Оборачиваясь на шум у себя за спиной, она видит Оскара, который лежит на снегу с онемевшей, расквашенной щекой, и Петюню, своего кроткого мужа, сидящего у Оскара на груди. Сука, говорит Петюня, упираясь коленями в Оскаровы ребра. Это ты. Это же ты. Гад. Гад! Петюнино лицо (видит Таня) кривится и дергается. Он заносит кулак еще раз, но не бьет. Опрокинутый на спину, словно черепаха, Оскар не сводит глаз с этого зависшего в воздухе некрупного кулака.
– Я бы очень просил вас, – произносит Оскар осторожно. Вероятно, когда твои легкие расплющены чужими коленями, говорить неудобно.
– Я очень просил бы вас взять себя в руки. Вам потом будет неловко.
Надо отдать ему должное, думает Таня, он ведет себя очень грамотно, этот странный заморыш. Учитывая, что он заперт на горе с восемью незнакомцами, которые будут только счастливы обвинить в Сониной смерти именно его, чужака. Без связи, без поддержки цивилизованной европейской полиции. Если не удастся быстро разобраться в том, что тут случилось, думает Таня, мы сейчас начнем вести себя как дикари. Станем играть в Повелителя мух. И бог знает, сколько это продлится, а ведь ему нужно просто продержаться. Интересно, как он планирует выкручиваться.

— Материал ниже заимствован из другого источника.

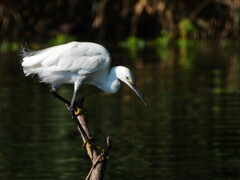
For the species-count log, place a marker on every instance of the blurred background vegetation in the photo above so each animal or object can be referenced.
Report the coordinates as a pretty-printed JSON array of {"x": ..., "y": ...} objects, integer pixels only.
[{"x": 106, "y": 21}]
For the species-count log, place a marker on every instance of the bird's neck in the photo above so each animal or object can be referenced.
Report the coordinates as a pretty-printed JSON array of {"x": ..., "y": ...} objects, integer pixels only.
[{"x": 113, "y": 83}]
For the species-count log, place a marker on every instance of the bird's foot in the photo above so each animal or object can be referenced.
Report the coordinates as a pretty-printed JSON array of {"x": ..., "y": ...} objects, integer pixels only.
[
  {"x": 80, "y": 112},
  {"x": 88, "y": 144}
]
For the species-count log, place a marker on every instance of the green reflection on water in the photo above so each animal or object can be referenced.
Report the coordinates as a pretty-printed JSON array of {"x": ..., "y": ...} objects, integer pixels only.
[{"x": 190, "y": 129}]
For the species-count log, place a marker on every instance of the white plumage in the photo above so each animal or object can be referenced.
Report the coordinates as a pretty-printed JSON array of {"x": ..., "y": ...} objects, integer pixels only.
[{"x": 77, "y": 63}]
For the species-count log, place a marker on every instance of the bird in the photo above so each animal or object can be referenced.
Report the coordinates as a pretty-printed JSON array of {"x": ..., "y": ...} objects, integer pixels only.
[{"x": 77, "y": 63}]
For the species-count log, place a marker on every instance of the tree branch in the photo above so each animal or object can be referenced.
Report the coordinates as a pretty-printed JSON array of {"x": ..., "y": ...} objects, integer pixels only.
[{"x": 98, "y": 155}]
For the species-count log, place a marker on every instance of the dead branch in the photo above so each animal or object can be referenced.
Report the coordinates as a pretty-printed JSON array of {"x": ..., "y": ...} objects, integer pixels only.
[{"x": 98, "y": 155}]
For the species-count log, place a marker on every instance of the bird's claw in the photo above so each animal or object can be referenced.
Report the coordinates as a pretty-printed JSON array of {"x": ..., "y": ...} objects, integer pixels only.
[{"x": 80, "y": 112}]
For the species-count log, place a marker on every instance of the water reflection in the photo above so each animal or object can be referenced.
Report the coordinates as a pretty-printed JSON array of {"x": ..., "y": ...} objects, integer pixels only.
[{"x": 189, "y": 131}]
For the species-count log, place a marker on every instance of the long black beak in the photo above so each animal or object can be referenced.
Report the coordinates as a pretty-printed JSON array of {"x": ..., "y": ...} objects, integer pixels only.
[{"x": 136, "y": 90}]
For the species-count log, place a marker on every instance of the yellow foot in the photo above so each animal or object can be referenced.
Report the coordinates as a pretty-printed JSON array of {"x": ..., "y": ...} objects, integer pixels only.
[
  {"x": 80, "y": 112},
  {"x": 89, "y": 144}
]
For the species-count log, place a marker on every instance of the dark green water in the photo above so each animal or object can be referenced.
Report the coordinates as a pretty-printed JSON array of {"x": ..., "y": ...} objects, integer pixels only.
[{"x": 190, "y": 130}]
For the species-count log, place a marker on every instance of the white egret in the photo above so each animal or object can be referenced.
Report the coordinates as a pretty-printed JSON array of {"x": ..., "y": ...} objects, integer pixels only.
[{"x": 77, "y": 63}]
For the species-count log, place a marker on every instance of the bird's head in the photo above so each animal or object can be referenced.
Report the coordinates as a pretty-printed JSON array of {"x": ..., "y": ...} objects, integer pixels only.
[{"x": 126, "y": 76}]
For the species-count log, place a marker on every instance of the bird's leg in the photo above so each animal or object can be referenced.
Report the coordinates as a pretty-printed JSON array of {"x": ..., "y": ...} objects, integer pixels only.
[
  {"x": 72, "y": 109},
  {"x": 55, "y": 94}
]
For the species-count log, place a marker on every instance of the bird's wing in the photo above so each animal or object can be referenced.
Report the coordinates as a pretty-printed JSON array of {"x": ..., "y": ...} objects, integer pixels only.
[{"x": 83, "y": 58}]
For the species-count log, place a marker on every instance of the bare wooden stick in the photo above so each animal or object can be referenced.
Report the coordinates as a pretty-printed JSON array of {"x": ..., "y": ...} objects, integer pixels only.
[{"x": 98, "y": 157}]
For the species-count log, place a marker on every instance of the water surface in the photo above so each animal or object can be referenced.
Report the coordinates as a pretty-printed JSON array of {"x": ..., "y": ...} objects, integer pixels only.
[{"x": 190, "y": 129}]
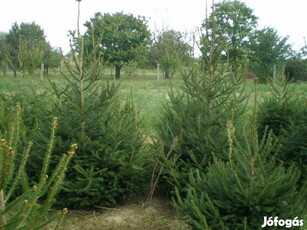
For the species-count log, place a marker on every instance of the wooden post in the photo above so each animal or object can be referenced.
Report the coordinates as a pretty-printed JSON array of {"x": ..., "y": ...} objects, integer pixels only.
[
  {"x": 42, "y": 71},
  {"x": 158, "y": 71}
]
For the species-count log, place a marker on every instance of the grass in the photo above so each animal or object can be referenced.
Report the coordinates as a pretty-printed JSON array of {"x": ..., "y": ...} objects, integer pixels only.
[{"x": 148, "y": 95}]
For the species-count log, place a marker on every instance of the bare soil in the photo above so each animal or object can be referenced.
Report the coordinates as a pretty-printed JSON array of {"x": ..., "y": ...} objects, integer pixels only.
[{"x": 158, "y": 215}]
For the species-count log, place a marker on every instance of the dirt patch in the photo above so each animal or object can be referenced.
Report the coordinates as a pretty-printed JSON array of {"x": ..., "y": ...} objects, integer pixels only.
[{"x": 159, "y": 215}]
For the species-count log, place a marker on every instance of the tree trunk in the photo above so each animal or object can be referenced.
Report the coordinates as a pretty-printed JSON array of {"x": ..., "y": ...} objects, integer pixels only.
[{"x": 117, "y": 71}]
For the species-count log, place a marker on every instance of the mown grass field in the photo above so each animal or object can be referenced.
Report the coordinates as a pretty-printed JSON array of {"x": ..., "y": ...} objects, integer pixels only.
[{"x": 148, "y": 95}]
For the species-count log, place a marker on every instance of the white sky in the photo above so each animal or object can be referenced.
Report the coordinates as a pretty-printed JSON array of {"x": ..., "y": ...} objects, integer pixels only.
[{"x": 56, "y": 17}]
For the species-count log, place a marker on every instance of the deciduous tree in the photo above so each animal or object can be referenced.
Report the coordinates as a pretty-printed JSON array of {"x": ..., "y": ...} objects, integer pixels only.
[
  {"x": 170, "y": 50},
  {"x": 233, "y": 23},
  {"x": 123, "y": 37},
  {"x": 25, "y": 46},
  {"x": 268, "y": 49}
]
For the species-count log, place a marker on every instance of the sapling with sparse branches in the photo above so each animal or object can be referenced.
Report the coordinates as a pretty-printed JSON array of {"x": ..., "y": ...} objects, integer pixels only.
[{"x": 29, "y": 208}]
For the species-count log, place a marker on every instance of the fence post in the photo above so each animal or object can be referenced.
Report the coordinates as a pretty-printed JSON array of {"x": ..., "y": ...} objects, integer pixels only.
[
  {"x": 42, "y": 71},
  {"x": 158, "y": 71}
]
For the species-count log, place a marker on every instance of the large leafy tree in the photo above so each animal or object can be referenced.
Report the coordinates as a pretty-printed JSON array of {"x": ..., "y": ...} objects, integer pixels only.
[
  {"x": 268, "y": 49},
  {"x": 26, "y": 44},
  {"x": 233, "y": 23},
  {"x": 122, "y": 37},
  {"x": 170, "y": 50}
]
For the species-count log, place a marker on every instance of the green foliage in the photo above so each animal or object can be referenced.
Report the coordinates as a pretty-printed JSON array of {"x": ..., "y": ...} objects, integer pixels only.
[
  {"x": 109, "y": 166},
  {"x": 211, "y": 95},
  {"x": 268, "y": 49},
  {"x": 284, "y": 112},
  {"x": 25, "y": 47},
  {"x": 28, "y": 208},
  {"x": 197, "y": 117},
  {"x": 296, "y": 69},
  {"x": 123, "y": 37},
  {"x": 237, "y": 194},
  {"x": 232, "y": 22},
  {"x": 170, "y": 50}
]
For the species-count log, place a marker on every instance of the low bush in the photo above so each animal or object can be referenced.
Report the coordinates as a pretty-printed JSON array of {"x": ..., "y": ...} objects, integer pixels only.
[{"x": 25, "y": 204}]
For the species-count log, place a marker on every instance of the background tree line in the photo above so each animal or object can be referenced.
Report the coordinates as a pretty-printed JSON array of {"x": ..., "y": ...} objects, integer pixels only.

– Ты! – повторяет Петя. Судорожно сжатый кулак подвешен в полуметре от Оскарова поверженного лица, но Таня видит, что еще раз он ударить не сможет. Петюня щупл и миролюбив и, вполне возможно, впервые в жизни сбил кого-то с ног ударом кулака, а это кому угодно вскружило бы голову. Но бить лежащего – все-таки совсем другое дело.
Когда он разжимает ладонь, с усилием, словно она принадлежит кому-то другому, и мучительно трет переносицу, становится ясно, что маленькому смотрителю Отеля больше ничего не угрожает. Петюня освобождает Оскара и недолго, мгновение-другое, стоит на коленях, не поднимая головы, а прямо под его пальцами – теперь они все это замечают – снег оказывается пористый, мутно-розовый, так что ему приходится отдернуть руки, словно под ними кипяток, словно он в самом деле их ошпарил. Петюня пятится, не поднимаясь, как мексиканский паломник, перепутавший направление, в котором следует ползти. Мимо Лизы, обнимающей зареванную Ванину жену. Мимо пьяного от ужаса Вадика. Натыкается спиной на металлические перила, и ныряет под них, и быстро рушится вниз, неловко, некрасиво сползает животом по каменистому склону, обламывая торчащие осколки льда, с хрустом и грохотом.
Таня щелкает зажигалкой и делает огромный жадный вдох, заполняя легкие едкой горечью горящего фильтра. Последняя сигарета погибла напрасно. Позади начинается какая-то суета; прошло уже почти три минуты, и всякой немой сцене рано или поздно приходит конец. Ей ни к чему оборачиваться. Она разглядывает исцарапанную ладонь своего мужа, дрожащую на Сониных заиндевевших волосах. Смотрит, как он плачет.
– Соня, – всхлипывает Петюня, склонившись так низко, что губы его почти касаются застывшего Сониного лица. – Сонечка.
Таня смотрит теперь только на него. И запоминает.
Оскар встает и тщательно, двумя руками счищает снег со своей клетчатой куртки, затем нагибается и отряхивает колени. Хлопает одетыми в перчатки ладошками.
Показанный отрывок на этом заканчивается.